I banged louder on his office door until a nurse touched my shoulder and I stopped. "Do you need something, dear?" I wanted to punch her in the face, I really did. This place, this "institute" really did a number on my nerves, and I realized if I ever got back on the job, I would be a much different agent.
"I'm looking for Dr. Aldersyde," I said as politely as my clamped jaw would allow. She checked a clipboard hanging from her neck. Running her finger down what seemed to be a list, she tapped a spot on the paper with her pen.
"He's at lunch until 1:30, dear," she answered in a syrupy voice. Lunch? At a time like this? Lunch? Well, I…I…well, what kind of lunch?
"Okay, thank you," I told her and walked off towards the cafeteria, my stomach gleefully entertaining the thought of a giant rotisserie chicken, but the nurse caught up with me. "No, it's okay, I know where I'm going."
"Do you have permission to be out of your room, dear?" I stared at her blankly. "Can you hear me, young lady?"
"Yeah, yeah, I hear you. No, I don't. I was in the library doing some research for Dr. Alder—hey!" She yanked the notebook from my hands and looked at the manic sketches I drew. Her face grew pale and her lips parted in horror as I realized what sort of crazed lunatic I probably seemed like with the eight murders articulately drawn out in a diagram. "No, it's not what you think. Can I have that back—I can explain everything if you just…"
She held it away from me and brought a walkie-talkie to her lips. "Security, I need security. We've got a rogue patient here with homicidal tendencies, bring the suit. I'll try to secure her for the time being but she could be hostile."

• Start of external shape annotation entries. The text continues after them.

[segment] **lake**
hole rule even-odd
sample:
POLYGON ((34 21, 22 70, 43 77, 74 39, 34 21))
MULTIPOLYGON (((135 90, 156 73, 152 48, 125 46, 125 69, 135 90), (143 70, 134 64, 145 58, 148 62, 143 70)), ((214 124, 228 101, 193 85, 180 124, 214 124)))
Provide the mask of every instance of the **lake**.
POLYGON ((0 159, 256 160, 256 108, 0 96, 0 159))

I groaned. "Jesus Christ, lady, just give me back the notebook, and I'll explain. Where's Dr. Aldersyde? He'd have a stroke if he saw what you're doing here." She pinned me against the wall and my blonde hair caught painfully under her left arm while the right was held under my chin so that I could barely breathe.
"And who's Paul Mathers, hmm? Your next victim?" Her white face was hot with excitement and fear as I squirmed under her grasp. "Security! Over here! Security! " Out of the corner of my eye, I saw three giant men sweep me into arms ripped with bulging muscle as my own arms were forced into a sickeningly familiar white jacket. I didn't squirm and instead stood there stock still while they apprehended their so-called dangerous fugitive. "Oh, for the love of God! This is ridiculous!"
"Stay calm, ma'am," a huge black guy said, sticking a syringe into my arm. "Just stay calm."
I glared at him sarcastically and leaned against him. "Well, hold me, goddammit, I'm going to conk out in like three seconds and my head has sustained enough injury with Hulk Hogan over here…" The nurse pursed her lips and sniffed. Three seconds passed, and sure enough, with very little grace, so did I.